Data scientists employ several NLP techniques to support threat intelligence operations. Topic modeling is one such unsupervised technique that strives to cluster text based on its topical analysis, typically by using an algorithm called latent dirichlet allocation (LDA). After going through a labeling process like the one described previously, a data scientist can leverage this technique to investigate how topics are changing over time as the cyber threat landscape grows and evolves.
Knowledge Graph Representation
Knowledge graphs aim to visually represent an analyst's understanding of the cyber threat landscape. These graphs typically have edges and nodes similar to those we see in graph theory ; the nodes represent entities, events, or ideas, and the edges depict the relationship between them. Data scientists deploy knowledge graphs to represent relationships in an ecosystem. Information is stored in the form of "this topic relates to this other topic through this".
This technique allows data scientists and subject matter experts to ask questions like, "what kind country is this threat actor from?" or "what is the relationship between these two IP addresses?" Although complex, this graphical representation produces simple answers that can support and develop the factual representation of an ecosystem. The answers produced by a knowledge graph are not predictions, but connections representing the truth of a data source. It is a data scientist's job to feed these graphs with new data and to always refine and remodel node connections based on analyst insight. This process marks the beginning of a holistic AI understanding of dark web data sources.

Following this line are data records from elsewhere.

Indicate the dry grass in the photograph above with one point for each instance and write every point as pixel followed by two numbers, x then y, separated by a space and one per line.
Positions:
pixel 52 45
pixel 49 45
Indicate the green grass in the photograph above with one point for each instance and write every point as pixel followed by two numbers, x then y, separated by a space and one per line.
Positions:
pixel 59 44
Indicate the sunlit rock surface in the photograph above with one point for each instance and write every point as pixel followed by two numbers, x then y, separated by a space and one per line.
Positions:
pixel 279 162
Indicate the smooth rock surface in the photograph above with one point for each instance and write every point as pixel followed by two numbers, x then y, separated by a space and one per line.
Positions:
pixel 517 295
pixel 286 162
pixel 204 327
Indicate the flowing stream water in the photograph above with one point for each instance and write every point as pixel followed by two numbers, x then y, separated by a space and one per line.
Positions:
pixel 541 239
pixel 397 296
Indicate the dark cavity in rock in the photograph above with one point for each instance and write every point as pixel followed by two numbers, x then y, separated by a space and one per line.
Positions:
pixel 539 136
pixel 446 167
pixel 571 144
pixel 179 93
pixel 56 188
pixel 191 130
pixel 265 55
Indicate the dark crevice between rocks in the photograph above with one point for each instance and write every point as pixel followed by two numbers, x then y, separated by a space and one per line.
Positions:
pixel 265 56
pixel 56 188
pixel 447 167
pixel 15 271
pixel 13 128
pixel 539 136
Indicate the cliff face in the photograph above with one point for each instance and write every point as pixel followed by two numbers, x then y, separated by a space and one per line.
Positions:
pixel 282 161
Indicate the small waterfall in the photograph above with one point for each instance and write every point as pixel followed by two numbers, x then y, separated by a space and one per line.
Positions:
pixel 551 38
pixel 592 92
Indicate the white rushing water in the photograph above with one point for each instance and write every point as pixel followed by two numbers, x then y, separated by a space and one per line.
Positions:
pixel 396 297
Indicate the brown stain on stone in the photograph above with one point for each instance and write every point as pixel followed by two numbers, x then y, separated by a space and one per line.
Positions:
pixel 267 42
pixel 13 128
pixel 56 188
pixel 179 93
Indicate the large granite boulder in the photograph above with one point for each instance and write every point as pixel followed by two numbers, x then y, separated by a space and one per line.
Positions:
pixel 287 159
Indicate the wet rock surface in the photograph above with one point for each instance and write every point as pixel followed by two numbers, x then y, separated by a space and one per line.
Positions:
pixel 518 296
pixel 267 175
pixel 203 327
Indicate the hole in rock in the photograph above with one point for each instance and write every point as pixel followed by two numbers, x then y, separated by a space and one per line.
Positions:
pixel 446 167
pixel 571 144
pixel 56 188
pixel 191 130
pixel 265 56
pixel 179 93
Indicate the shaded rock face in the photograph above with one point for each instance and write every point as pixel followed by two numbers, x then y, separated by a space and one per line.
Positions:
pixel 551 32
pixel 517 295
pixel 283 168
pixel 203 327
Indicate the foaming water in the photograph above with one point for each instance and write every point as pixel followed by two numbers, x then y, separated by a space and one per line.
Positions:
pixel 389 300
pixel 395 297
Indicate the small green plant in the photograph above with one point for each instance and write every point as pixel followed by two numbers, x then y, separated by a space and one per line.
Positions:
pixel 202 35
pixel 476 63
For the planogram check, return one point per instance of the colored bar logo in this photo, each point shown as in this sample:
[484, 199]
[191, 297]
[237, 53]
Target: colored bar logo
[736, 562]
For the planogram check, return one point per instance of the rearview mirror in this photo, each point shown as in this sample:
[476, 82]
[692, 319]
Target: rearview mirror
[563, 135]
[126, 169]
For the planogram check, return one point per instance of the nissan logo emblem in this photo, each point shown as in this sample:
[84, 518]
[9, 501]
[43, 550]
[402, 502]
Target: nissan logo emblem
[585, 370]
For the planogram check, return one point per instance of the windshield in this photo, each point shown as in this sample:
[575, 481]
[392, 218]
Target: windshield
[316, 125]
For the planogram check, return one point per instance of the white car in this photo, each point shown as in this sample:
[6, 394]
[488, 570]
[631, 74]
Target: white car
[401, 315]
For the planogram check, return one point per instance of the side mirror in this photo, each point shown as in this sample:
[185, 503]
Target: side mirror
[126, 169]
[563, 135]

Future of data science and cybersecurity
There is no arguing that data science provides valuable insight into the cyber threat landscape. The tools that data scientists create, manage, and iterate on can lead to insight much faster than an analyst is capable of on their own. It is easy to envision a future where analysts utilize AI models to quickly investigate activity on millions of different potential dangers and predict with confidence what these observations mean to an enterprise or institution. The growth AI has seen is partly due to an increased amount of data produced every day, and cybercriminals are not exempt from that truth. The more activity we see from threat actors, the more information data scientists have to eventually stop them. Welcome to the age of AI and analyst symbiosis.